Fogonero acosó en banderillas con similar tranco y se hizo el amo de la situación en todo el momento, recorriendo la plaza de palmo a palmo y sorteando las suertes al relance. Ya en la muleta, esperando lo peor, el toro adquirió un comportamiento realmente codicioso con la tela, además de una nobleza no exenta de respeto y una entidad que encandilaba la plaza, anotemos una vez más, por una seriedad insuperable. Juan de Castilla lo aprovechó con tandas irregulares pero emocionantes, jugándose los muslos -que se golpeaba con una mano para llamar la atención del toro- pálido al extremo pero incapaz de ceder un palmo de terreno ante el astado. Esa era la representación más exacta del valor que habíamos visto ante un Mondoñedo: el tragarle de verdad, el no dar un paso atrás, el de imponer como el animal fiero con igual fiereza del alma. Juan tuvo a los tendidos en un puño, incluso con un eterno cambio de mano que hizo retumbar la plaza. Pero como esta era seria, empezando por su presidencia, perdió las dos orejas al matar con un espadazo caído y de ejecución defectuosa. Nadie protestó por la no concesión de las dos orejas, pero la vuelta al ruedo fue clamorosa para toro y torero.

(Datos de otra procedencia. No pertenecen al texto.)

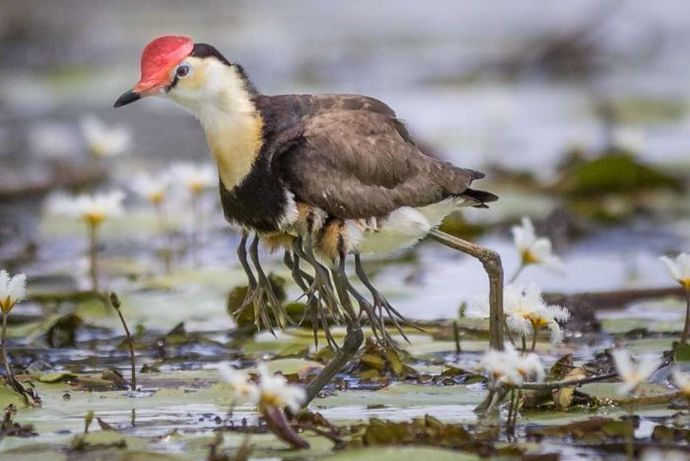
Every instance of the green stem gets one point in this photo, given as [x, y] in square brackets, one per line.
[629, 446]
[165, 234]
[517, 273]
[93, 256]
[509, 333]
[115, 302]
[5, 361]
[195, 228]
[456, 337]
[686, 328]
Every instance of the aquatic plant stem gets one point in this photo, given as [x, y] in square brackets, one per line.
[517, 273]
[162, 219]
[196, 229]
[686, 328]
[115, 302]
[5, 361]
[93, 255]
[630, 439]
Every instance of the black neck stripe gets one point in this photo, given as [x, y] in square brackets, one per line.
[204, 50]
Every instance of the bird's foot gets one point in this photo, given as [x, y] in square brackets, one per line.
[385, 310]
[268, 310]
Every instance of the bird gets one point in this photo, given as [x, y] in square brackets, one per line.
[326, 177]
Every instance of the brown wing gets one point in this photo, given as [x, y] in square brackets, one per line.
[361, 163]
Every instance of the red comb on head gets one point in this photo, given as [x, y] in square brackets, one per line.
[158, 59]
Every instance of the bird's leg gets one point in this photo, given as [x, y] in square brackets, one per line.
[304, 281]
[492, 265]
[321, 284]
[353, 340]
[251, 280]
[381, 303]
[341, 285]
[265, 295]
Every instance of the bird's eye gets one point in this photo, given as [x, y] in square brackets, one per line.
[182, 71]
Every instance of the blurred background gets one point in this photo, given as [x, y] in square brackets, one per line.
[577, 110]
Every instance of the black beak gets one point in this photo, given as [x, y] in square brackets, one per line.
[127, 98]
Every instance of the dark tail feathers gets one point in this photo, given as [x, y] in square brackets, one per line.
[481, 197]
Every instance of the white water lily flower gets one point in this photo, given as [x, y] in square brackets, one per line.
[245, 391]
[633, 374]
[679, 268]
[102, 140]
[195, 178]
[151, 188]
[12, 290]
[512, 368]
[275, 391]
[93, 209]
[681, 381]
[526, 311]
[533, 249]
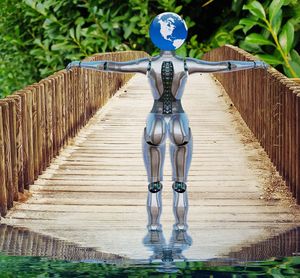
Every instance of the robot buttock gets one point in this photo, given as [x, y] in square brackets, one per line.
[180, 133]
[155, 132]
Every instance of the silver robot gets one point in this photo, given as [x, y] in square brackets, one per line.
[167, 74]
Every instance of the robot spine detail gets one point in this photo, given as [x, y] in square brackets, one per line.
[167, 74]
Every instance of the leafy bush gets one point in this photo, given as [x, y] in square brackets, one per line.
[272, 35]
[42, 36]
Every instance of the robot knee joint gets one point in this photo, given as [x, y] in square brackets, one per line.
[179, 187]
[155, 140]
[155, 187]
[181, 139]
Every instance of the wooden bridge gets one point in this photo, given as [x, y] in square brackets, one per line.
[71, 164]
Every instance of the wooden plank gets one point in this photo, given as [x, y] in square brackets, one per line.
[98, 182]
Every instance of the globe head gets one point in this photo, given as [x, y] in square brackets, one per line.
[168, 31]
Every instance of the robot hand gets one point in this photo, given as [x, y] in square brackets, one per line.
[261, 64]
[73, 65]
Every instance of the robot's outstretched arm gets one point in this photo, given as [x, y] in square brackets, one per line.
[133, 66]
[195, 65]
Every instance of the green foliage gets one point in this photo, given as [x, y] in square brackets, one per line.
[39, 37]
[272, 37]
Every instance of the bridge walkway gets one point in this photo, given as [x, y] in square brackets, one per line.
[94, 192]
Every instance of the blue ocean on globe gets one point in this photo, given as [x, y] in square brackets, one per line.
[168, 31]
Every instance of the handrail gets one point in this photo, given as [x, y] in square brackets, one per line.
[269, 103]
[37, 121]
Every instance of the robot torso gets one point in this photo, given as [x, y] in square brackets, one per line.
[167, 75]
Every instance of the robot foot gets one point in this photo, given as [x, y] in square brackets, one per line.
[154, 238]
[180, 237]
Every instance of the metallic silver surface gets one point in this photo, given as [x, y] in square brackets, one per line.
[180, 210]
[154, 209]
[174, 123]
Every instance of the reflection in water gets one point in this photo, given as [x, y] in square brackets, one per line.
[167, 253]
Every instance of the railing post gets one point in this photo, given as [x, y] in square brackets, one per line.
[3, 193]
[7, 154]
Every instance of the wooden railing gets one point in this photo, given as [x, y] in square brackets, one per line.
[269, 103]
[36, 122]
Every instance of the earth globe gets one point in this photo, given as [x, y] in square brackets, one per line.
[168, 31]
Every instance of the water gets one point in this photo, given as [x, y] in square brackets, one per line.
[11, 266]
[28, 254]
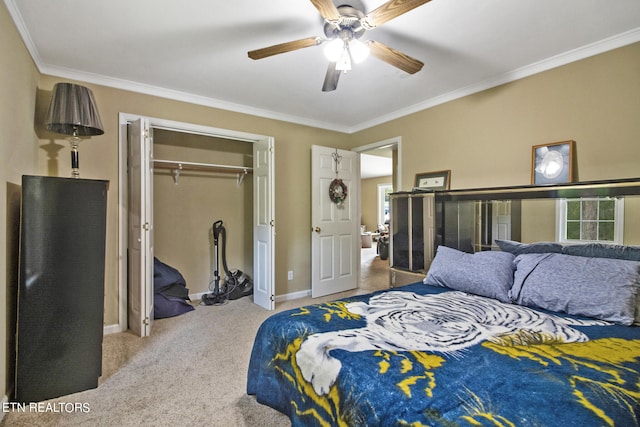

Algunas personas pidieron el indulto -excesivo- para Fogonero. Juan de Castilla  (anota Castro con razón) cortó una oreja.



En su segundo, otro cinqueño, Hoyador, negro listón, bajo y serio, Juan de Castilla salió a jugársela toda por la puerta grande. El astado fue el único que no repitió vara en todo el festejo, por una confusión entre presidencia, tendido y torero que no vale la pena aclarar. Sin embargo, en su único puyazo tuvo el común denominador de sus hermanos: seriedad, seriedad y más seriedad. En banderillas se obligó a saludar a Pineda y Garrido por sendos pares. Ya en la muleta, de Castilla aprovechó el largo tranco del toro para darle distancia y emocionar a los tendidos con series templadas, bien iniciadas con la cargazón de la suerte. Era verdad que veíamos de nuevo a un colombiano echando la pierna adelante, rematando atrás, administrando toques y alturas por dos pitones potables mientras el animal acrecía su bravura. En particular, hubo un par de naturales puros que nos hizo levantarnos de nuestros asientos con un clamor enorme. ¡Nuevamente se demostraba que se podía torear con ligazón a un Mondoñedo que sangraba hasta la pezuña por una fuerte vara! En total fueron seis series emocionantes, con la plaza bocabajo y la banda desatada, mientras el torero seguía con un rictus de valor en su cara, totalmente transfigurado en una lucha de maestro experimentado. Es decir, todo se resume en que Juan de Castilla pegó el primer y único circular que nos ha emocionado en la vida, hondísimo, toreado, con un toro embistiendo con el rabo de león enroscado, el olé fuerte y la ovación interminable.

Siendo una tarde de pésimas estocadas (un pinchazo, trasera, una caída, otro bajonazo, una media trasera y golpe de descabello, una trasera) era natural tener temor en el momento en el que Juan de Castilla se perfiló para matar con el mismo ensimismamiento con el que toreó a lo largo de la tarde, convenciéndose de su propio valor y tragando como nadie. Al irse tras el acero, empujado por todo el espíritu de la plaza, de la corrida con su historia, lanzó un grito emocionante y dejó la empuñadura puesta en la piel del toro en todo lo alto. ¡El estocadón de la vida en todo el hoyo de las agujas! Estábamos atónitos con una ejecución tan limpia, adjetivada por la persona que más sabe de espadas en el país como "una estocada perfecta". En efecto, el toro salió muerto de sus manos, que luego recibirían las dos orejas de un Mondoñedo, algo que muy pocos pueden decir en la historia de la tauromaquia americana.
 


La Corrida de la Independencia fue un ejercicio taurino hecho por 25 jóvenes (dentro de los que se incluye quien escribe), basados en el modelo de asociación francés: aportes al capital, libertad más allá del modelo empresarial tradicional  y amor por la tauromaquia sin límites. Elegimos la corrida que quisimos con los toros que adoramos. Apostamos para traer desde Europa, en plena temporada española, a un torero especialista en corridas duras, que también admiramos. Exigimos la seriedad en las varas. Investigamos nuestra historia nacional y revivimos un rito político, de hondo significado en la encrucijada actual en la tauromaquia. Todos los días, desde distintos frentes, lo dimos todo para ver los tendidos como estuvieron: llenos de jóvenes y aficionados cultos, personas venidas de todo el país bajo la promesa de la seriedad del festejo. Estas palabras solo pueden traducirse como un agradecimiento sin fin para todos los que creyeron en esto y apoyaron con la compra de sus boletas.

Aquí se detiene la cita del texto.